This research investigates the impact of this morphing approach on the flow separation occurring on the UAS-S45 airfoil. The study elucidates how the airfoil's upward and downward deflections influence the separation bubble's development during the airfoil's oscillating motion.

Different cases were set up with different morphing motions (synchronous and asynchronous) based on the morphing approach. Different morphing starting times and deflection frequencies were used to obtain different morphing shapes at different time steps. Two major studies were carried out based on the morphing airfoil chord location. In Table 1, the morphing of the leading edge starts at 0.2c, and the trailing edge morphing starts at 0.75c; in Table 2, the morphing of the leading edge starts at 0.15c, and the trailing edge morphing starts at 0.75c. The flow behavior was then analyzed for these cases, as shown in Table 1 and Table 2.

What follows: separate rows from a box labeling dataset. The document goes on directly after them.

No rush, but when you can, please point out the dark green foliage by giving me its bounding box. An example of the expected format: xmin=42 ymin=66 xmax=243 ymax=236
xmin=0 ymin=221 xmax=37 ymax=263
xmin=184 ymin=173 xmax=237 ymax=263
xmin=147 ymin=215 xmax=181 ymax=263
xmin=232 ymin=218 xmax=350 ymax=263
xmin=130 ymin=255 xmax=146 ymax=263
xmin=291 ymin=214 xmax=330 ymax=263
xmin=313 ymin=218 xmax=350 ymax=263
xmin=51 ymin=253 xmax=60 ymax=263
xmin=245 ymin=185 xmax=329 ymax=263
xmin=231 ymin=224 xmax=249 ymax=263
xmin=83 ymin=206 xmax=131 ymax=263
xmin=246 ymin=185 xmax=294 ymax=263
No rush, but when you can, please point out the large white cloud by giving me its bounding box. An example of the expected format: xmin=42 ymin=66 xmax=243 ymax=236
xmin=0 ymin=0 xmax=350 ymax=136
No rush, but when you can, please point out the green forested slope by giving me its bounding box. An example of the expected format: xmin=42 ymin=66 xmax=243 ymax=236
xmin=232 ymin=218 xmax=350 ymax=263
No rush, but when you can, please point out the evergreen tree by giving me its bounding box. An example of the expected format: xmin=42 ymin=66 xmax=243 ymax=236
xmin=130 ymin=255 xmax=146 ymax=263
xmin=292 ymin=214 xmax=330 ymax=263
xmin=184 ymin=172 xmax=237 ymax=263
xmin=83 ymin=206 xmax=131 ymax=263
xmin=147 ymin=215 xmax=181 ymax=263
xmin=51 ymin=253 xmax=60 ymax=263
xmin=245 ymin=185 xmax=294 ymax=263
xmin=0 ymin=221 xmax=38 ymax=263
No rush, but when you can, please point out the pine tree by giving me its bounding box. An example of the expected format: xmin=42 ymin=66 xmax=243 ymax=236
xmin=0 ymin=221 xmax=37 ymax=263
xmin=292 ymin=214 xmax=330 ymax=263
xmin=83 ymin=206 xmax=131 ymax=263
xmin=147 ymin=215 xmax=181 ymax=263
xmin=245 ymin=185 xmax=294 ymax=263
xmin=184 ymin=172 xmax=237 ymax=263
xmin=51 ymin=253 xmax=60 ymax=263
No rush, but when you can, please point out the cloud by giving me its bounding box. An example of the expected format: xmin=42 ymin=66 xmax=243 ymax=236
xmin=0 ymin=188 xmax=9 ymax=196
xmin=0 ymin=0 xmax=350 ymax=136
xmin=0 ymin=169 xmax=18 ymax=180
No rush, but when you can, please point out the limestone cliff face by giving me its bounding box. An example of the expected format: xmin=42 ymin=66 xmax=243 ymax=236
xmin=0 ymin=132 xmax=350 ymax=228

2.2. Computational Domain and Grid Definitions

The size and configuration of the computational domain significantly impact the accuracy of results, especially concerning the aerodynamics of the geometry in question. In this particular aerodynamic scenario, the 2D computational domain forms a C-shaped grid, extending 20 times the airfoil chord length upstream (20c) and 30 times downstream (30c). These dimensions have been chosen to obtain a balance: the inlet and outlet distances are sufficiently large to ensure that the boundary conditions at the outer domain do not interfere with the airfoil's flow, yet small enough to maintain reasonable computational efficiency.

This study used hybrid mesh, as depicted in Figure 4. These meshes combine structured quadrilateral layers near the airfoil with unstructured triangular elements elsewhere. Employing a blunt trailing edge makes it possible to design smoothly transitioning O-shaped block layers surrounding the airfoil, thereby reducing instabilities that could arise from sharp corners at the trailing edge.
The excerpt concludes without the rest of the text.